Au fil de « notre histoire de la Thaïlande », nous avons présenté la place et le rôle des principaux acteurs du pays, à savoir : les royalistes, les militaires, les hommes politiques et leurs partis, les fonctionnaires, les paysans, les étudiants, mais nous n’avions que peu évoqué les ouvriers et ce que pouvaient représenter les syndicats. Ce sera chose faite avec l’aide de l’article de Jean Baffie et Xavier Oudin, intitulé « Travail, ouvriers et syndicats en Thaïlande », consacré surtout à la période des années 70 - 90. *
L’article commence en rappelant que : « La Thaïlande a connu un développement remarquable de son économie, avec une croissance annuelle moyenne de plus de 7% par an depuis un quart de siècle, croissance qui a dépassé 10% à la fin des années 80. Le niveau de vie moyen s’est considérablement amélioré (presque multiplié par 4). Pendant cette période, les structures sociales du pays ont été profondément modifiées, notamment la composition de la force de travail. Il est indispensable de connaître les caractéristiques de la population active pour comprendre le contexte dans lequel se situe le mouvement ouvrier.»
Le contexte.
On remarque une industrialisation rapide avec une transition démographique rapide. La fécondité chute (passe de 6,3 % d’enfants par femme en 1965 à 2,5% en 1989). « La croissance de la population totale passe de 3% par an en moyenne entre 1960 et 1970 à 1,9% entre 1980 et 1990 … avec une croissance forte de 4% par an de la population active.

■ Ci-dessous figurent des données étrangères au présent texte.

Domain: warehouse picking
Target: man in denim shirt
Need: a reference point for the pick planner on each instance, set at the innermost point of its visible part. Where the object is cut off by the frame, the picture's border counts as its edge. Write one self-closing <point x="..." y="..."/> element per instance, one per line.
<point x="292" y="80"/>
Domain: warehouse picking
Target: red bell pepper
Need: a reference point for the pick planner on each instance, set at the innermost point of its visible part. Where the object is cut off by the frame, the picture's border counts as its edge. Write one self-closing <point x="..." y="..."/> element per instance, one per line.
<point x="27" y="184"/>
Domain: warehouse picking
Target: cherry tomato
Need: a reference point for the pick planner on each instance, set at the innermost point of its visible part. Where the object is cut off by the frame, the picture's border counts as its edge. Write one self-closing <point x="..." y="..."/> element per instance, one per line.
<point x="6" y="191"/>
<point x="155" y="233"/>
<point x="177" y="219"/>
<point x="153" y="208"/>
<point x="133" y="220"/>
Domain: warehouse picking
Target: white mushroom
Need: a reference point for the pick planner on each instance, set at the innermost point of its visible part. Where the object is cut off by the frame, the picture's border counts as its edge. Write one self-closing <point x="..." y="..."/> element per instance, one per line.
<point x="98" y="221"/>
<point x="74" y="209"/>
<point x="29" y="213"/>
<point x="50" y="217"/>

1ère conséquence : la population active a doublé passant de 16 millions à 32 millions entre 1970 et 1990. L’agriculture a absorbé la moitié des nouveaux arrivants ; Passant toutefois de 80 % de la population active en 1965 pour arriver à une proportion de 62 % en 90.
Tableau de la main d’œuvre non agricole permettant de constater les changements importants du pays entre 1970 et 1990. (Sources Ourdin, 1994) :
1/ Agriculture : 12,581 millions en 1970 ; 19,842 millions en 1990.
2/ Industrie et BTP : 1,086 en 1970 ; 4,289 en 1990.
3/ Services : 1,421 en 1970 ; 3,796 en 1990.
4/ Commerce : 1,152 en 1970 ; 3,039 en 1990.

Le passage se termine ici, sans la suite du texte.